The claims range from securities fraud down to negligence and recklessness.

The SEC alleges Tourre purposely misled investors about the role of a hedge fund run by billionaire John Paulson in picking the assets for a subprime mortgage derivative built on rotten loans that eventually collapsed and cost investors, mostly big banks, $1 billion. Paulson’s fund eventually made $1 billion, and had asked Goldman Sachs to construct the deal, known as Abacus, in 2007, which Tourre was the deal captain for.

One juror, a former broker, asked a question focused on Section 17 (a)(2) of federal securities law, if Tourre’s salary satisfied the requirement that he intended to defraud for personal inurement. It asks: “Does base salary obtained by Fabrice Tourre during the time period...satisfy the phrase 'obtained money or property'" and “does any money Mr. Tourre obtained on behalf of Goldman Sachs satisfy this phrase”?

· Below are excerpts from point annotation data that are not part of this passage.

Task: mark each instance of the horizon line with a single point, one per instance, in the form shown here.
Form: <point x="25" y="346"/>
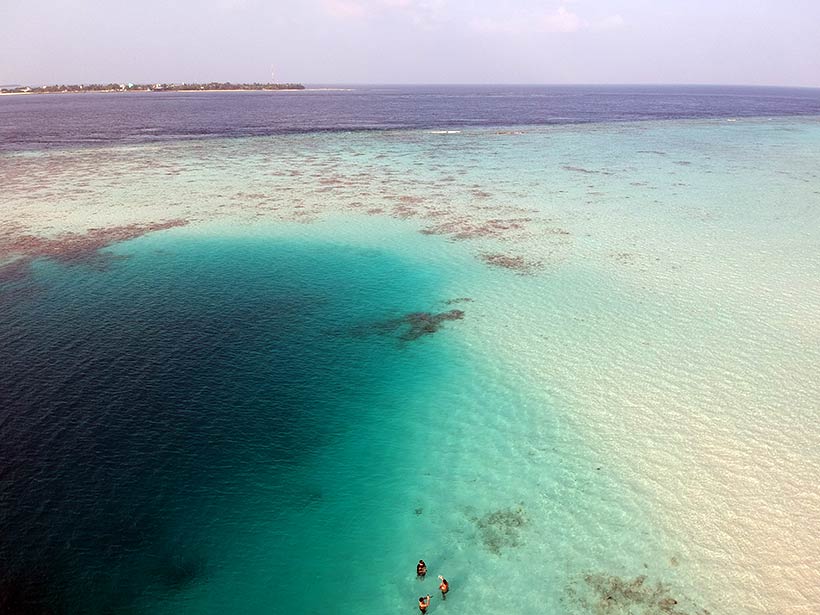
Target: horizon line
<point x="440" y="84"/>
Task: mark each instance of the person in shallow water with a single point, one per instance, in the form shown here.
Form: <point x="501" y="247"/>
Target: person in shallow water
<point x="421" y="569"/>
<point x="444" y="587"/>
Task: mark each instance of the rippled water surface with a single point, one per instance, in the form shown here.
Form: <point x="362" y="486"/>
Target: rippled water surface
<point x="573" y="367"/>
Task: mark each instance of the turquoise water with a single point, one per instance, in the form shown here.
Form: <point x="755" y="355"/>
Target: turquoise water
<point x="631" y="392"/>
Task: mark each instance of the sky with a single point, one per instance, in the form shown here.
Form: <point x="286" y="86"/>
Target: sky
<point x="754" y="42"/>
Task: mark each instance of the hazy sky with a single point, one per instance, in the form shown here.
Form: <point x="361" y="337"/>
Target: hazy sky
<point x="411" y="41"/>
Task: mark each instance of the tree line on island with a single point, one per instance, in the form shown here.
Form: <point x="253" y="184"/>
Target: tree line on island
<point x="150" y="87"/>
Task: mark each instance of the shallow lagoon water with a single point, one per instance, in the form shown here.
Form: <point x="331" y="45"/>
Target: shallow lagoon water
<point x="634" y="396"/>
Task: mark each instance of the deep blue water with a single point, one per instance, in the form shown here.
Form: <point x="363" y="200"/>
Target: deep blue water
<point x="39" y="121"/>
<point x="142" y="406"/>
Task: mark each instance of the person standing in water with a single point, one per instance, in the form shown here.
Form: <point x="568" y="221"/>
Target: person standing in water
<point x="421" y="569"/>
<point x="444" y="586"/>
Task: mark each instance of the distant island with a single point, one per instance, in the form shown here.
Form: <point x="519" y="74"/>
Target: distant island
<point x="151" y="87"/>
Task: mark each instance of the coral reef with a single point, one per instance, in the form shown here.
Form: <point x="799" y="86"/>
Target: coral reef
<point x="501" y="529"/>
<point x="606" y="594"/>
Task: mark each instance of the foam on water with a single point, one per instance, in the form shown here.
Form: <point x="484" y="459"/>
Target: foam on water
<point x="632" y="391"/>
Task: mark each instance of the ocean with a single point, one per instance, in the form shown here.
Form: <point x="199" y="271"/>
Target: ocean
<point x="262" y="352"/>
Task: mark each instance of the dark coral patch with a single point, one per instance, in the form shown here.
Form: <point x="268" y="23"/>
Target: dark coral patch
<point x="517" y="263"/>
<point x="605" y="594"/>
<point x="501" y="529"/>
<point x="411" y="326"/>
<point x="71" y="248"/>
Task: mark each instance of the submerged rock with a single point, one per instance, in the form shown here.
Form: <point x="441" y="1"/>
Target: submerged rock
<point x="606" y="594"/>
<point x="414" y="325"/>
<point x="501" y="529"/>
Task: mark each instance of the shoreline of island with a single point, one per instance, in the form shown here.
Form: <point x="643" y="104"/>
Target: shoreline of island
<point x="152" y="87"/>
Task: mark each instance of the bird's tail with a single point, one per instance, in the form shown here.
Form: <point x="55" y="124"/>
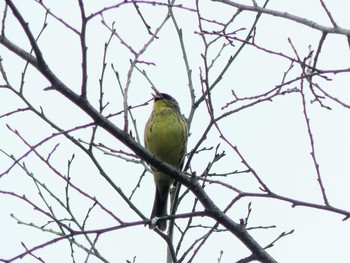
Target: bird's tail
<point x="160" y="206"/>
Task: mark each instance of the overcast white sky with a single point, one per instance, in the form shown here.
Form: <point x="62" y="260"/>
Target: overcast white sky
<point x="272" y="136"/>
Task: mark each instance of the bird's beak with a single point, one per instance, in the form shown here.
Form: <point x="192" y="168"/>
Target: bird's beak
<point x="156" y="95"/>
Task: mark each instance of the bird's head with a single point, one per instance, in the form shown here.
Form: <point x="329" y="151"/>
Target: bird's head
<point x="165" y="100"/>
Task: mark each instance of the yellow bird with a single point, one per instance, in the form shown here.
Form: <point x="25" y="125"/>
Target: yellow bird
<point x="166" y="137"/>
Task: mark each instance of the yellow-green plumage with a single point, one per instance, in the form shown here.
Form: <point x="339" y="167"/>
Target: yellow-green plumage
<point x="166" y="137"/>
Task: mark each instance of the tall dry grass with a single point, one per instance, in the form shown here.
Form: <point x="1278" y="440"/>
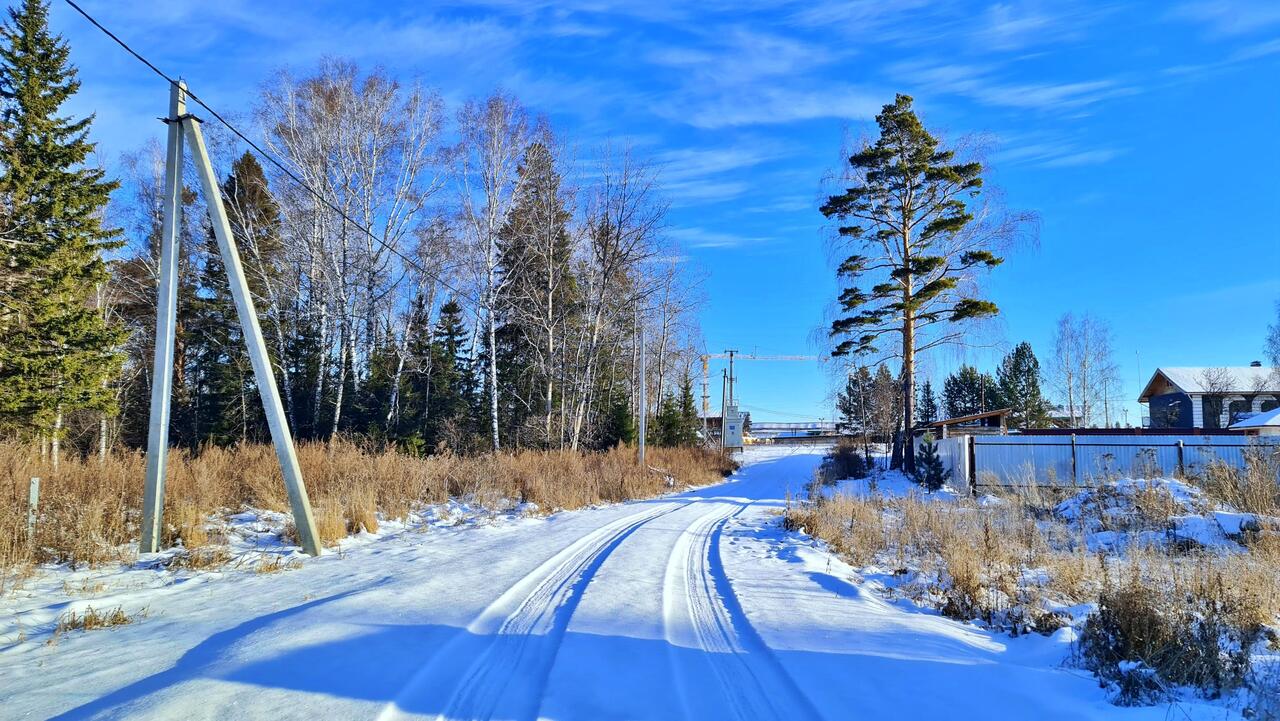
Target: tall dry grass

U.S. District Judge Katherine Forrest instructed the jury it could only find liability if it concluded he did receive a bonus or compensation that he wouldn’t have received otherwise without the transaction.

The same juror asked about different pieces of the deal sold off to different investors: “Do we need to find that he operated as a fraud or deceit for all three of those or is any one of them sufficient to find liability on this charge?” Just one, U.S. District Judge Forrest instructed.

The juror also asked the judge for the exhibit number for an email Tourre sent to Paolo Pellegrini, an architect of the Paulson fund’s bet against housing. Tourre says in his email that he had heard Pellegrini quit the fund, and apologizes for the “radio silence.”

In his email dated February 2, 2009, Tourre had asked Pellegrini about a possible job at the Paulson fund due to the fact that Goldman Sachs was winding down its trading desk for structured derivatives like the Abacus CDO.

"Needless to say the prospects in this business at Goldman are therefore not attractive, which leads me to think about other opportunities outside Goldman, and more specifically on the buy-side," Tourre had emailed.